In Rubies, su musica di Stravinskij, a farla da padrona è la verve ‘jazzata’ richiesta alla coppia principale che guida il corpo di ballo, alternandosi con il solista in un effervescente divertissement  ‘stile musical’. E se Marta Romagna, Vittoria Valerio (chiamata a sostituire all’ultimo momento Natalia Osipova) e il gruppo scaligero danno il meglio di sé, l’attesa star di Rubies, Ivan Vasiliev, étoile del Bol’šoj e Principal Dancer dell’American Ballet Theatre, non colpisce come ci si aspettava.

Pur riconoscendogli un ballon fuori dal comune e una tecnica strepitosa, questo russo-americano non sembra “entrato nella parte” in quanto non ha molto dell’allure balanchiniano e appare più adatto ad altri ruoli del repertorio, nei quali figura senz’altro  meglio.   

 


Foto di Brescia e Amisano


Ultimo pezzo della serata Daimonds su musica di Čajkovsij è un plateale omaggio di Balanchine al maestro Petipa e ai suoi Lago dei cigni, Bella Addormentata, Raymonda. Echi palesi sono evidenti nei passi a due, nelle pose in attitude e in arabesque, nei virtuosismi liberati però dal peso della narratività ballettistica ottocentesca e diventati veicolo delle potenzialità espressive del corpo in sé.

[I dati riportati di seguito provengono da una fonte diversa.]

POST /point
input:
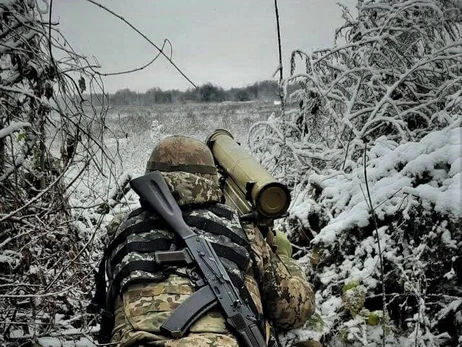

Polina Semionova, Principal Dancer dell’American Ballet Theatre, e Friedemann Vogel, Primo Ballerino Solista del Balletto di Stoccarda, al suo debutto in Daimonds, sono “entrati nella parte”. Vogel è un danzatore elegante che si muove con naturalezza nei ‘meandri’ neoclassici incarnando il danseur noble  ’alla Balanchine’ ma la sorpresa è Polina, una ballerina che al suo apparire fa subito capire di far parte della rosa delle “elette” della danza e del balletto odierni.

 

Fantastica e sicura la Semionova ha il fascino della  vera étoile e gli audaci e ardui enchaînemets di Diamonds per lei diventano l’occasione di divertirsi e divertire il pubblico, che resta abbagliato dalla nonchalance con cui li esegue.

 

Un’artista che trascina e stimola Vogel e i ballerini scaligeri ad essere all’altezza di una fuoriclasse e nella regale semplicità dimostra di essere il gioiello più prezioso di Jewels  confermando quanto Balanchine ebbe a dire sull’arte tersicorea. “La danza non è spiegabile a parole e nulla di quanto se ne possa dire potrà sostituire ciò che alla fine si vedrà sul palcoscenico”. E vedere Polina è stato capire fino in fondo il senso delle parole di “Mister B.”.